Enhancer RNAs (eRNA) are unstable non-coding RNAs, transcribed bidirectionally from active regulatory sequences, whose expression levels correlate with enhancer activity. We use capped-nascent-RNA sequencing to efficiently capture bidirectional transcription initiation across several human lymphoblastoid cell lines (Yoruba population) and detect ~75,000 eRNA transcription sites with high sensitivity and specificity. The use of nascent-RNA sequencing sidesteps the confounding effect of eRNA instability. We identify quantitative trait loci (QTLs) associated with the level and directionality of eRNA expression. High-resolution analyses of these two types of QTLs reveal distinct positions of enrichment at the central transcription factor (TF) binding regions and at the flanking eRNA initiation regions, both of which are associated with mRNA expression QTLs. These two regions—the central TF-binding footprint and the eRNA initiation cores—define a bipartite architecture of enhancers, inform enhancer function, and can be used as an indicator of the significance of non-coding regulatory variants.
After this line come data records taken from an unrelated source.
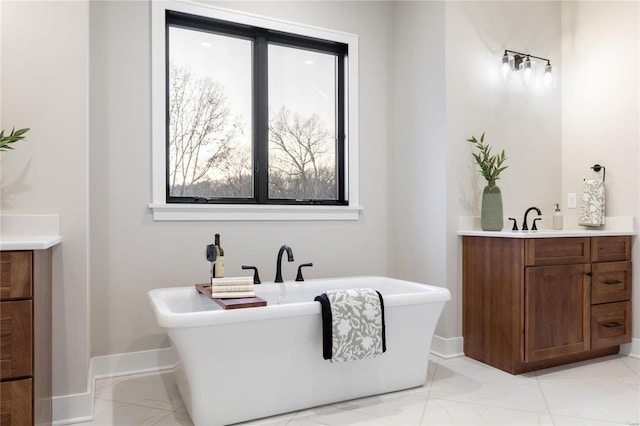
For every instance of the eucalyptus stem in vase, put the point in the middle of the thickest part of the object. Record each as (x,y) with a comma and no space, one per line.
(491,218)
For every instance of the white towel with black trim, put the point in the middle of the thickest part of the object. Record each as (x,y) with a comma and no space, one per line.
(592,204)
(352,324)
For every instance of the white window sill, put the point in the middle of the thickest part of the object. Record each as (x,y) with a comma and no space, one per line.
(211,212)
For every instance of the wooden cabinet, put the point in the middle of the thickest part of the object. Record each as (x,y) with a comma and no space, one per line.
(25,338)
(539,302)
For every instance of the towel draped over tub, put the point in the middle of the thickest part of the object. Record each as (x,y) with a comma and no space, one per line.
(352,324)
(592,205)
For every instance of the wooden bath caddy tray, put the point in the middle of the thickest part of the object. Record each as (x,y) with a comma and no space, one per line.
(247,302)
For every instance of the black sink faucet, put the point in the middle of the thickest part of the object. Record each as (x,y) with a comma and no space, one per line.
(524,222)
(279,262)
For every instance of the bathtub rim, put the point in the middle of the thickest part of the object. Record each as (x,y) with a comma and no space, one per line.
(167,318)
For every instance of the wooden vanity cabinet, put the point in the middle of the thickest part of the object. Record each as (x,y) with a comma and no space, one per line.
(532,303)
(25,337)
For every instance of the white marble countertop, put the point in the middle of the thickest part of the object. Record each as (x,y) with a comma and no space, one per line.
(543,233)
(29,231)
(614,226)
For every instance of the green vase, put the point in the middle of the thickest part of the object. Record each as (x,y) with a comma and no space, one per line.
(491,218)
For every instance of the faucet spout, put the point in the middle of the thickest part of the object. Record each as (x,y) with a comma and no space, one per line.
(524,222)
(279,261)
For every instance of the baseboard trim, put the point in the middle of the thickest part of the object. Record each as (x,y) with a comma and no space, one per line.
(447,347)
(78,408)
(631,349)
增强子RNA（eRNA）是不稳定的非编码RNA，从活性调控序列双向转录，其表达水平与增强子活性相关。我们使用带帽的新生RNA测序来有效捕获跨越几种人类淋巴母细胞系（约鲁巴族）的双向转录起始，并以高灵敏度和特异性检测〜75,000个eRNA转录位点。新生RNA测序的使用可避免eRNA不稳定的混杂效应。我们确定与eRNA表达的水平和方向性相关的数量性状基因座（QTL）。这两类QTL的高分辨率分析揭示了在中央转录因子（TF）结合区和侧翼eRNA起始区的富集位置不同，两者均与mRNA表达QTL相关。这两个区域-中央TF结合足迹和eRNA起始核心-定义了增强子的二分体系结构，告知增强子功能，并且可以用作非编码调控变体重要性的指标。